I miss email from 25-30 years ago. When 90% of what landed in my inbox was actually for me, written by other human beings. Most of which knew how to produce a response to an email without it just being a sloppy mess.

I wish people who wrote mail clients were more intelligent product designers and more thoughtful people. That they would understand that catering to people's poor habits was, and is, a bad idea and that a better idea would have been to make proper email quoting at least a path of considerably less resistance.

komali2•18m ago
Huh I never thought about the quoting thing. I'm definitely gonna clear out the auto quoted bits in my replies from now one.
NoboruWataya•14m ago
It's quite rare I communicate via email anymore, (outside of work where it is still the main medium). I like the (relatively) open/decentralised nature of it, but I can't deny that chat apps like WhatsApp have a good UX for casual group discussions. Not to mention that all of my friends use WhatsApp, so I would struggle to use email as my primary communication method even if I wanted to.

It means I kind of wonder what my personal email is for, other than a means to sign up to third party websites. There have been a few threads about RSS lately and it seems a lot of HNers hate email newsletters. I don't have a problem with them and if I'm receiving content on a fixed schedule, like once a week or even once a day, I think it's a good medium. I even get my RSS feed updates by email.
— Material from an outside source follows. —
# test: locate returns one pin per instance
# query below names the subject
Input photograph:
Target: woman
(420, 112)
Other than that, the top of my personal inbox right now is mostly marketing emails, notifications (like "we have changed our T&Cs", "you have a new message on LinkedIn" etc) and "what's on" emails from local theatres, cinema, etc (which of course is also marketing, but it's marketing I've specifically asked to receive).

SvenL•5m ago
Something messengers made easy is photo/video sharing. This might be also a little bit tricky with email.
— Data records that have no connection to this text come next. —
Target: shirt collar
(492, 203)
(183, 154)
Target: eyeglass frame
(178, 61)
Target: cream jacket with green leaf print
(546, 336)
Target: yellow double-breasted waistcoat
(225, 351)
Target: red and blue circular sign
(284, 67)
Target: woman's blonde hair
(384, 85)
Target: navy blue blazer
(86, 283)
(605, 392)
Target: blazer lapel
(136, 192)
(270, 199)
Also most messages I write would be just the subject line (“on my way home”). Bigger topics I would rather have a call than writing them.

But generally the points made in the post are valid and it’s nice to see that it is working for the author.

zahirbmirza•3m ago
Whatapp and other chatapps are popular because they are instant and have overcome the initial adaption issues that arrise with new messaging platforms. The interface of email its backend is too dated for instant chat messaging. Why were the MSN and yahoo messenger apps so popular in the early days of the internet? They were an evolution of email. Unfortunately, email is just a legacy product.

As much as I want to create a non-meta alternative to Whatsapp or a better email infrastructure, there is no compelling enough differentiator for most users. Just look at the privacy benefits of Signal, yet, people don't care. Just look at the aesthetic benefits of iMessage, yet people don't care. They just want an easy to use and responsive cross platform method of communication.

A good solution is a unified messaging app, able to combine all platform's messaging, but these often become defunct because of API issues or T&C breeched.